This MD&A refers to various non-Generally Accepted Accounting Principles (“non-GAAP”) measures, such as “all-in sustaining costs per ounce sold”, “cash costs per ounce sold”, “adjusted earnings” and “basic adjusted earnings per share”, “cash mine operating earnings”, “total debt”, “capital”, and “working capital”, which are used by the Company to manage and evaluate operating performance at each of the Company’s mines and are widely reported in the mining industry as benchmarks for performance, do not have standardized meanings under IFRS, and the methodology by which these measures are calculated may differ from similar measures reported by other companies. To facilitate a better understanding of these non-GAAP measures as calculated by the Company, additional information has been provided in this MD&A. Please refer to the section of this MD&A entitled “Alternative Performance (Non-GAAP) Measures” for a detailed description of “all-in sustaining cost per ounce sold”, “cash costs per ounce sold”, “adjusted earnings” and “basic adjusted earnings per share”, “cash mine operating earnings”, “total debt”, “capital”, and “working capital” as well as details of the Company’s by-product credits and a reconciliation, where appropriate, of these measures to the Q1 2022 Financial Statements.
Any reference to “cash costs” in this MD&A should be understood to mean cash costs per ounce of silver or gold sold, net of by-product credits.

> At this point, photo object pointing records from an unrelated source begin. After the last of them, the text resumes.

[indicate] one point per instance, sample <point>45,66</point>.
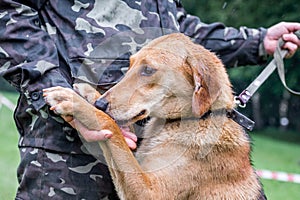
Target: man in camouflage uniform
<point>59,42</point>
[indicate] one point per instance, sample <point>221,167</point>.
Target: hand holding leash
<point>279,54</point>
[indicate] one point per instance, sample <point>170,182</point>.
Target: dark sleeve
<point>28,57</point>
<point>236,47</point>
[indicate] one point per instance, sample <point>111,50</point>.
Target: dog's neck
<point>209,113</point>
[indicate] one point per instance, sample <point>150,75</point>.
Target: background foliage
<point>274,103</point>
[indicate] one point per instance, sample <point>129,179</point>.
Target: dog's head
<point>171,78</point>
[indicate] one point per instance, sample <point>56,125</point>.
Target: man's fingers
<point>127,134</point>
<point>91,135</point>
<point>291,47</point>
<point>291,37</point>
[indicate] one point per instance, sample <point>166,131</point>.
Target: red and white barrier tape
<point>279,176</point>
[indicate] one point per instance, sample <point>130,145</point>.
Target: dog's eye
<point>147,71</point>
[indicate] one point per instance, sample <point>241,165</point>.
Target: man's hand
<point>94,135</point>
<point>286,31</point>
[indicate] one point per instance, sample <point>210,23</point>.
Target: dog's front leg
<point>130,180</point>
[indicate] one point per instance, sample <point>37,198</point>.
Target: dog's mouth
<point>141,115</point>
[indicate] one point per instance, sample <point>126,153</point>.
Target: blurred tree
<point>257,13</point>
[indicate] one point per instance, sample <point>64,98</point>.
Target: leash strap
<point>279,54</point>
<point>280,65</point>
<point>241,119</point>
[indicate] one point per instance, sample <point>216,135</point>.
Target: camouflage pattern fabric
<point>56,43</point>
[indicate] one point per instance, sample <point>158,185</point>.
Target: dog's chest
<point>162,146</point>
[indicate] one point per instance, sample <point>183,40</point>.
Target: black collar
<point>232,114</point>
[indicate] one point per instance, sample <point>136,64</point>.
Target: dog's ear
<point>206,87</point>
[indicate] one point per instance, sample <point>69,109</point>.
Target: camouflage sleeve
<point>28,56</point>
<point>236,47</point>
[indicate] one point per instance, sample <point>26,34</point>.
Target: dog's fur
<point>191,149</point>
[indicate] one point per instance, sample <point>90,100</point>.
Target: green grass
<point>272,150</point>
<point>9,154</point>
<point>277,155</point>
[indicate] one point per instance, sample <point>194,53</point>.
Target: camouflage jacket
<point>46,43</point>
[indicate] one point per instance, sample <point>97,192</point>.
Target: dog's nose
<point>101,104</point>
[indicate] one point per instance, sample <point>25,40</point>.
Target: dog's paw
<point>87,91</point>
<point>62,100</point>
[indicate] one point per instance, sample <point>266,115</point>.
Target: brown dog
<point>191,149</point>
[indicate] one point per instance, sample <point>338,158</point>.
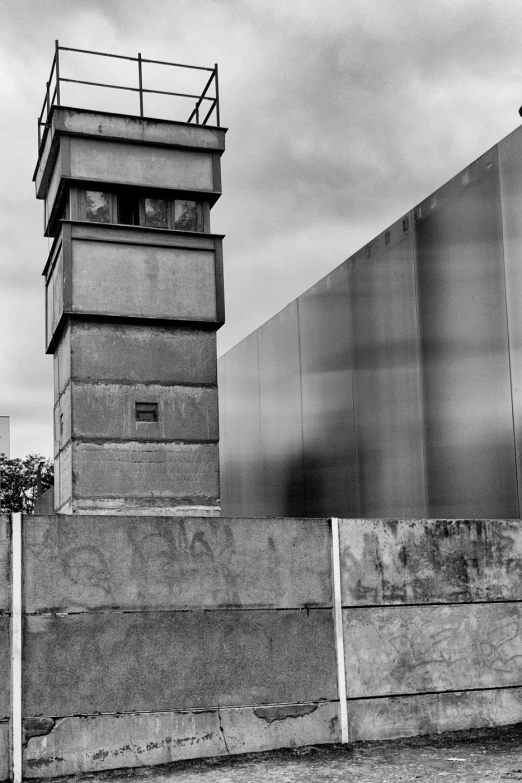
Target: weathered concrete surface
<point>429,561</point>
<point>98,742</point>
<point>4,750</point>
<point>474,756</point>
<point>126,352</point>
<point>412,649</point>
<point>77,564</point>
<point>108,411</point>
<point>62,421</point>
<point>44,503</point>
<point>127,662</point>
<point>5,564</point>
<point>5,668</point>
<point>63,479</point>
<point>113,127</point>
<point>130,471</point>
<point>143,281</point>
<point>141,164</point>
<point>54,298</point>
<point>430,713</point>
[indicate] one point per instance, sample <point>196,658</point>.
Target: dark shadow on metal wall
<point>385,390</point>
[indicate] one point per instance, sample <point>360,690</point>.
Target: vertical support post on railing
<point>338,628</point>
<point>140,79</point>
<point>57,56</point>
<point>16,648</point>
<point>217,95</point>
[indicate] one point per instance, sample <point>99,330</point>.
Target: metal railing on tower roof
<point>53,92</point>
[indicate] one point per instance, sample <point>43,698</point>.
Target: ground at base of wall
<point>472,756</point>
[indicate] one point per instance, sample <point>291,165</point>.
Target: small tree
<point>22,480</point>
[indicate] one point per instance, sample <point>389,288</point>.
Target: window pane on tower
<point>156,212</point>
<point>185,216</point>
<point>97,206</point>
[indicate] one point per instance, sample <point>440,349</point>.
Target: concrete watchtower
<point>134,297</point>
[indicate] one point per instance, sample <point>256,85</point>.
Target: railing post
<point>217,95</point>
<point>140,78</point>
<point>57,56</point>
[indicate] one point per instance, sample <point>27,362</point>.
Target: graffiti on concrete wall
<point>419,561</point>
<point>413,649</point>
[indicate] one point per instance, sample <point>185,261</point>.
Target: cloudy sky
<point>342,114</point>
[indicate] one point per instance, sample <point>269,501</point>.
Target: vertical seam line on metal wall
<point>301,398</point>
<point>517,472</point>
<point>352,371</point>
<point>338,628</point>
<point>260,420</point>
<point>420,364</point>
<point>16,648</point>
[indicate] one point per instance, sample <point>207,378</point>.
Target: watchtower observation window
<point>147,411</point>
<point>98,206</point>
<point>131,208</point>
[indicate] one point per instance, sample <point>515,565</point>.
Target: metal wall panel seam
<point>301,398</point>
<point>419,363</point>
<point>338,628</point>
<point>513,418</point>
<point>16,648</point>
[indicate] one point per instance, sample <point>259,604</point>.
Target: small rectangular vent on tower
<point>147,411</point>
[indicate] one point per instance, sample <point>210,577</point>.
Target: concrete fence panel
<point>194,636</point>
<point>432,623</point>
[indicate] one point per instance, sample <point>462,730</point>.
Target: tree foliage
<point>22,480</point>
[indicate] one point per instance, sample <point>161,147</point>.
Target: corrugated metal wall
<point>393,387</point>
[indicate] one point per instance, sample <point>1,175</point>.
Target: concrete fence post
<point>16,648</point>
<point>338,628</point>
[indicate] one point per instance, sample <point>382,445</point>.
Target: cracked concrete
<point>475,756</point>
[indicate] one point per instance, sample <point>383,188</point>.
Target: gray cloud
<point>341,116</point>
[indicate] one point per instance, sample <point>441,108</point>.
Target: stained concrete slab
<point>140,164</point>
<point>474,756</point>
<point>130,352</point>
<point>98,742</point>
<point>429,561</point>
<point>412,649</point>
<point>153,661</point>
<point>148,472</point>
<point>143,281</point>
<point>107,411</point>
<point>86,563</point>
<point>430,713</point>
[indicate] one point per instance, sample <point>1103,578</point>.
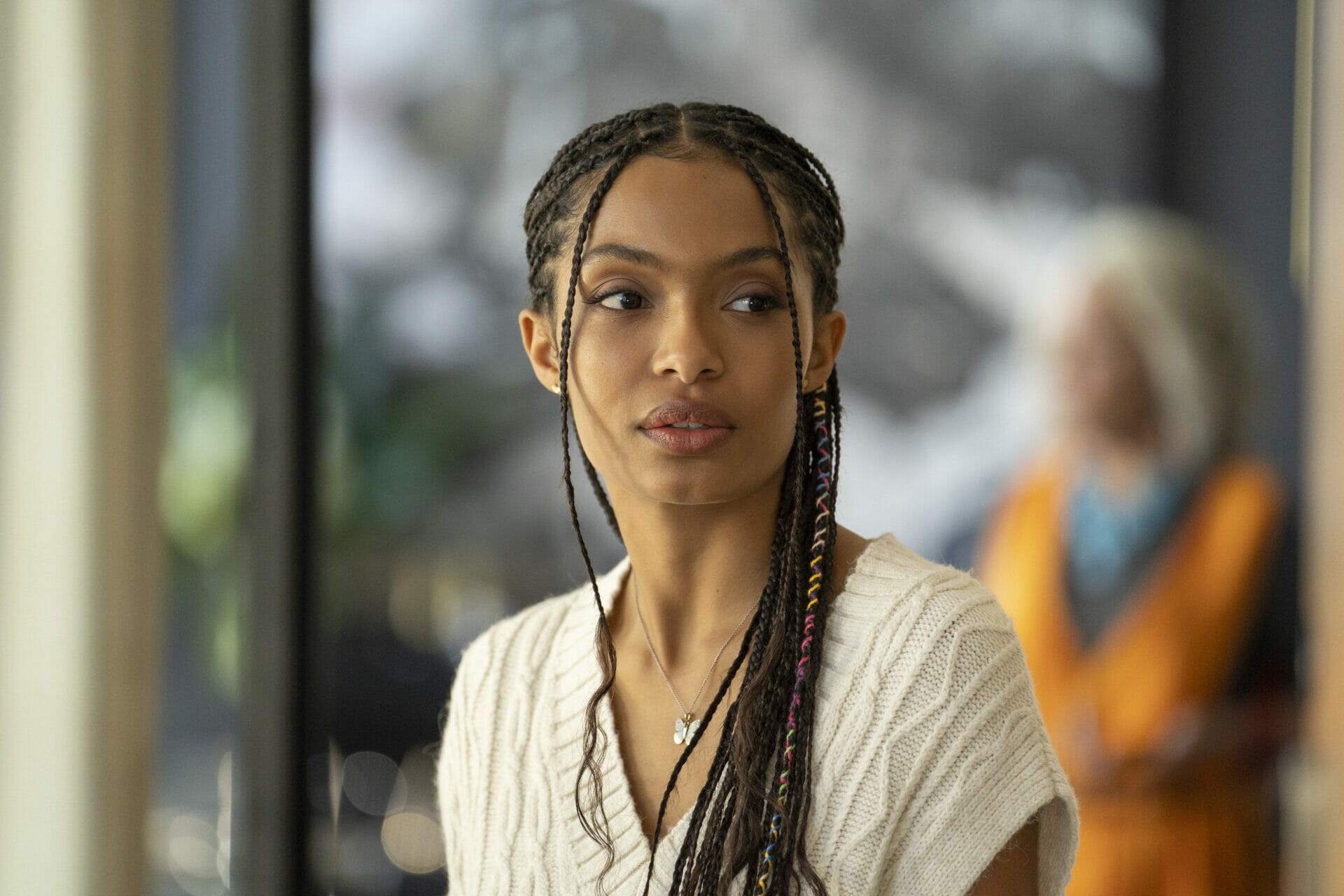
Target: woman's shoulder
<point>891,582</point>
<point>918,631</point>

Any reference to “AISC” in this MD&A should be understood to mean all-in sustaining costs per silver or gold ounce sold, net of by-product credits.
Except for historical information contained in this MD&A, the following disclosures are forward-looking statements within the meaning of the U.S. Private Securities Litigation Reform Act of 1995 and forward-looking information within the meaning of applicable Canadian provincial securities laws, or are future oriented financial information and as such, are based on an assumed set of economic conditions and courses of action. Please refer to the cautionary note regarding forward-looking statements and information at the back of this MD&A and the “Risks Related to Pan American’s Business” contained in the Company’s most recent Annual Information Form on file with the Canadian provincial securities regulatory authorities and Form 40-F on file with the U.S. Securities and Exchange Commission (the “SEC”). Additional information about Pan American and its business activities, including its Annual Information Form, is available on SEDAR at www.sedar.com.
PAN AMERICAN SILVER CORP.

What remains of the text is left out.